Biblioracle: Ever read a book so immersive that you forget you’re reading?

A recent week in March was filled with an unusual amount of travel as I did a series of three public talks in three different cities over four days.

No complaints, I’m happy to be busy and eager to meet with folks who want to hear what I have to say, but all that travel was pretty grueling, including one leg that had me arriving home at 10:30 p.m. one night, only to hop on another flight at 6:30 a.m. the next morning.

But all that time in airports and on planes was made significantly more tolerable by two things.

One: My daily proximity to Auntie Anne’s pretzel dogs. Yum.

Two: A great book, “The Book of Goose” by Yiyun Li.

The choice of book was pretty fraught. Normally I travel with at least two books in case I finish one and need another, or if I’m not connecting with one and need to go to a backup. But I was traveling light, using a single backpack crammed with my electronics and a change of clothes, with no room for a second book.

Also, for whatever reason, whenever I start a trip I need to start a new book, rather than continuing one in progress, so I have no certainty that I’ve made the best choice until I start reading.

Enter “The Book of Goose,” the story of Agnès, a woman in her 20s, looking back on her childhood in a small, rural French town in the years after the Second World War. Agnès and her friend Fabienne conspire to turn Agnès into a child prodigy author.

I’m not going to provide a detailed analysis of why and how I thought this book worked so well because, to be honest, I’m still a bit under its spell. While walking the dog on the first morning back home after finishing the book on the last flight of the trip, I found myself thinking about Agnès and Fabienne, as if Li’s story had taken up permanent residence in my consciousness.

When reading, there was one moment I was so engrossed, I was startled when the plane landed because I’d forgotten I was on a plane.

I read a lot of books, and most of what I read I enjoy (I have good taste!) but this kind of deeper connection is relatively rare, happening only a few times a year. I wouldn’t necessarily say this is why I read, but I think it’s an illustration of the truly unique capacity of books to connect with the deepest parts of ourselves.

Multiple companies are investing millions and millions of dollars into virtual reality headsets to provide users with “immersive” experiences, but I cannot imagine anything more immersive than a book.

I know there are lots of readers out there who know exactly what I’m talking about, who can lose their connection to the temporal world by falling into the world of a book. It’s an amazing thing.

But it’s also a thing that can take a little practice, and the right kind of experiences in order to foster that kind of relationship with books. As regular readers know, I had the good fortune of literally being raised inside the bookstore my mom started in my hometown of Northbrook when I was a year old.

Lucky, lucky, lucky.

I worry that too many kids don’t have an opportunity to develop a relationship with books and reading that extends beyond being able to pass school assessments that test a very narrow set of experiences.
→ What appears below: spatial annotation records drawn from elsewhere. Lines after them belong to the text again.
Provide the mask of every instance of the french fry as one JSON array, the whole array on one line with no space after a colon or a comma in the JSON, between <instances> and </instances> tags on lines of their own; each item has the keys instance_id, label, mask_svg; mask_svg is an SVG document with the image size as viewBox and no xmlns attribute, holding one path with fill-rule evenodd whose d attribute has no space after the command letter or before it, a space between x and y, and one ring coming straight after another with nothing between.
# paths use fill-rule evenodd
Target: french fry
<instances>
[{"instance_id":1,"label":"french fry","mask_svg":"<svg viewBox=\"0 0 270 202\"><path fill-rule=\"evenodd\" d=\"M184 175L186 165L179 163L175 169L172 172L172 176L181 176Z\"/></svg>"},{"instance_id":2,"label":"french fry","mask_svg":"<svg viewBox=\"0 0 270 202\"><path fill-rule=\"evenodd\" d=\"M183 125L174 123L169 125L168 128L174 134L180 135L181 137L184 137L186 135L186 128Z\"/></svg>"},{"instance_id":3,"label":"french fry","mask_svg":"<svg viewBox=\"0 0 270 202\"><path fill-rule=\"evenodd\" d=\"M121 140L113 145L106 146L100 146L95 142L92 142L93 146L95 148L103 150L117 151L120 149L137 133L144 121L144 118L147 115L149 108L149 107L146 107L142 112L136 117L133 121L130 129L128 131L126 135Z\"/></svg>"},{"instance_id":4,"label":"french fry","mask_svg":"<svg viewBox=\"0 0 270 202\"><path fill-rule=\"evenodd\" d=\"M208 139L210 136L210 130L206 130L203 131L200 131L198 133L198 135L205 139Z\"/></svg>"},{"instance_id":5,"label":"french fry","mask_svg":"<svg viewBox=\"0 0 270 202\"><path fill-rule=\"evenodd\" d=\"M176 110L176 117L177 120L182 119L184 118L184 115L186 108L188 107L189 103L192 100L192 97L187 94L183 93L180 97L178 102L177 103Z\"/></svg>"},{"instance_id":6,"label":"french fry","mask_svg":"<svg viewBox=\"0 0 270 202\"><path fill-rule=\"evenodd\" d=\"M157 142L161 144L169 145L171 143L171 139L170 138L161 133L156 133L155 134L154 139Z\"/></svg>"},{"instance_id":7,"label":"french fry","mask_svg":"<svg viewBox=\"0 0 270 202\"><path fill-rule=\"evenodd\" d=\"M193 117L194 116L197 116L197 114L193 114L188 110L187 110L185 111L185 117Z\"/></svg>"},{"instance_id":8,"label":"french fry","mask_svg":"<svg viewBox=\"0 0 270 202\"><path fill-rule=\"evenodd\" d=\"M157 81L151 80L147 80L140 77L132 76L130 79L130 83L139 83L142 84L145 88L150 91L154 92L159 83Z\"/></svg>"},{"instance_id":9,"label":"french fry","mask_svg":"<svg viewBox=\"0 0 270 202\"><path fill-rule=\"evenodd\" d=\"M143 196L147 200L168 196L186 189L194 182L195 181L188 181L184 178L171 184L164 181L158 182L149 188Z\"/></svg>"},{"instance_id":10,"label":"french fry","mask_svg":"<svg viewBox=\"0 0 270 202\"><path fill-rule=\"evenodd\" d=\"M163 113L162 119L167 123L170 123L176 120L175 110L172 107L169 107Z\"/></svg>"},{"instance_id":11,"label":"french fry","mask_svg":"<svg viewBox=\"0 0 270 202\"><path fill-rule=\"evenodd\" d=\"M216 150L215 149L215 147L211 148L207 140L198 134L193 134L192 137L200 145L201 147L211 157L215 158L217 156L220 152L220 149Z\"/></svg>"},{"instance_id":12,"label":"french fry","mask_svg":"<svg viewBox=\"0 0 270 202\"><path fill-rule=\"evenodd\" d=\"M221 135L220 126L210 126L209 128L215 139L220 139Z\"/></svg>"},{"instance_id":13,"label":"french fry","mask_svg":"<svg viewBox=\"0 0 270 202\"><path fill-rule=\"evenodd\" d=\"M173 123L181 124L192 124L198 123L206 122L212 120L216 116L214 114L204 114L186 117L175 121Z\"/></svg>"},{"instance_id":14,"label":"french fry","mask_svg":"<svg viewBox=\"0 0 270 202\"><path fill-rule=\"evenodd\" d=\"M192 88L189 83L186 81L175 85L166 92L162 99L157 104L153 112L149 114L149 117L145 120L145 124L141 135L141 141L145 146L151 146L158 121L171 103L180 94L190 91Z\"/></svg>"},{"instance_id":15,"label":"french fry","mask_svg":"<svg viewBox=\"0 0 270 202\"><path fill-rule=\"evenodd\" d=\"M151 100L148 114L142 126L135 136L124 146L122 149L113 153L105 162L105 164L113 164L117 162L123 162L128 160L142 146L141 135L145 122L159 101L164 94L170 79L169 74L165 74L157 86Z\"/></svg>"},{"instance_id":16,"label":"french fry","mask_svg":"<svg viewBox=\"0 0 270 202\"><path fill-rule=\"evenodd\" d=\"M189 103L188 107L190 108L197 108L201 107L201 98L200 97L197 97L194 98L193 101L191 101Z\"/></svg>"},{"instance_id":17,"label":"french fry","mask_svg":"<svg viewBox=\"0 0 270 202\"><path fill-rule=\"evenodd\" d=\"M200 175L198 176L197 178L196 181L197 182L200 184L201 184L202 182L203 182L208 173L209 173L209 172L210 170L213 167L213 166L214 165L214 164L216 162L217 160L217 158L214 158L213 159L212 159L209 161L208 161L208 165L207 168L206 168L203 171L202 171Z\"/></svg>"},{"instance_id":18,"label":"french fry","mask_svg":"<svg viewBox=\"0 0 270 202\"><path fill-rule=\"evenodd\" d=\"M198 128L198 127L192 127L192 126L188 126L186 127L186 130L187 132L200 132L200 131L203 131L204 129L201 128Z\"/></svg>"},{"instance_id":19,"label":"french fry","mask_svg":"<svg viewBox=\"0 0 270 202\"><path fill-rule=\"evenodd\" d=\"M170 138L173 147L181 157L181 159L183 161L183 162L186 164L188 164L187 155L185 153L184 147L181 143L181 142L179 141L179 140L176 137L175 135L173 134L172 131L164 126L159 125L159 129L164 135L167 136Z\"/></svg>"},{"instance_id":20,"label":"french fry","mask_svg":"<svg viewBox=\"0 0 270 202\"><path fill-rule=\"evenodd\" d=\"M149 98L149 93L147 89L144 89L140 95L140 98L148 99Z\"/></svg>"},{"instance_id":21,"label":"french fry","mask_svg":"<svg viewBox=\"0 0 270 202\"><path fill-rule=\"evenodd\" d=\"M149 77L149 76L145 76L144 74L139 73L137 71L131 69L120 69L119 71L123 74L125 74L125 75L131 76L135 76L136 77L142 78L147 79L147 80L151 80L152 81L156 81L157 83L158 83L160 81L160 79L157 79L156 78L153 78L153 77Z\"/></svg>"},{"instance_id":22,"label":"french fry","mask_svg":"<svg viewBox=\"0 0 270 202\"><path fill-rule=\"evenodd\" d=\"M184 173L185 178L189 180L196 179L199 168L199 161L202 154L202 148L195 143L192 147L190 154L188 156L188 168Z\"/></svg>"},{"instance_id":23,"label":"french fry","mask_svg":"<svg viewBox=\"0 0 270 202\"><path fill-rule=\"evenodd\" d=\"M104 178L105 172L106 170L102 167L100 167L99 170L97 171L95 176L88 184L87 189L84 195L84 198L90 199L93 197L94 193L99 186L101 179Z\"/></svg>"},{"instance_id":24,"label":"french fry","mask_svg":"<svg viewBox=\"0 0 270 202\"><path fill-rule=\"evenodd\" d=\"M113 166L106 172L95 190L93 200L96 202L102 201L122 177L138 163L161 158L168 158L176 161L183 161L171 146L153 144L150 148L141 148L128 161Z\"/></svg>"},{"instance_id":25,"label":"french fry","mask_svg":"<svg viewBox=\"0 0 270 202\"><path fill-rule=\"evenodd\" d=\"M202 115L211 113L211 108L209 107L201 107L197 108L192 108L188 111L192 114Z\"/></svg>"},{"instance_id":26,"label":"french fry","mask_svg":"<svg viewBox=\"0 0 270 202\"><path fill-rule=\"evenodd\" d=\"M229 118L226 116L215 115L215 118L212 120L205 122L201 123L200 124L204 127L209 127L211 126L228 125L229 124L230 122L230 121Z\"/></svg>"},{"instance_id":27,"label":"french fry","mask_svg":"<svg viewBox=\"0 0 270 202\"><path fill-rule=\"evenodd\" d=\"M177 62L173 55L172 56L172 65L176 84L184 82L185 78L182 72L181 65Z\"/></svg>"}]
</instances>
Everyone should have a chance to access this magic.

John Warner is the author of “Why They Can’t Write: Killing the Five-Paragraph Essay and Other Necessities.”

Twitter @biblioracle

Book recommendations from the Biblioracle

John Warner tells you what to read based on the last five books you’ve read.

1. “Me Talk Pretty One Day” by David Sedaris

2. “Classic Krakauer” by Jon Krakauer

3. “The World’s Largest Man” by Harrison Scott Key

4. “World Wild Vet” by Dr. Evan Antin

5. “Spiders from Mars: My Life with Bowie” by Woody Woodmansey

— Dennis P., Bolingbrook

Occasionally I run into readers of David Sedaris who are not familiar with the work of Sedaris’ friend, the great, late David Rakoff, and if that’s the case with Dennis, he must get a copy of Rakoff’s “Fraud” immediately. Even better as an audiobook read by Rakoff himself.

1. “Where the Crawdads Sing” by Delia Owens

2. “The Lincoln Highway” by Amor Towles

3. “The Great Gatsby” by F. Scott Fitzgerald

4. “Lessons in Chemistry” by Bonnie Garmus

5. “A Spool of Blue Thread” by Anne Tyler

— Moira P., Orland Park

“Pachinko” by Min Jin Lee pretty much bats 1.000 as a recommendation, and it’s been a while since I recommended it, so I have high confidence Moira will find it an absorbing experience.

1. “Hotel on the Corner of Bitter and Sweet” by Jamie Ford

2. “The Unlikely Pilgrimage of Harold Fry” by Rachel Joyce

3. “Rules of Civility” by Amor Towles

4. “Slow Horses” by Mick Herron

5. “Daisy Jones & The Six” by Taylor Jenkins Reid

— Linda P., Libertyville

I think Linda would go for a good, good-feeling novel like J. Ryan Stradal’s “The Lager Queen of Minnesota.”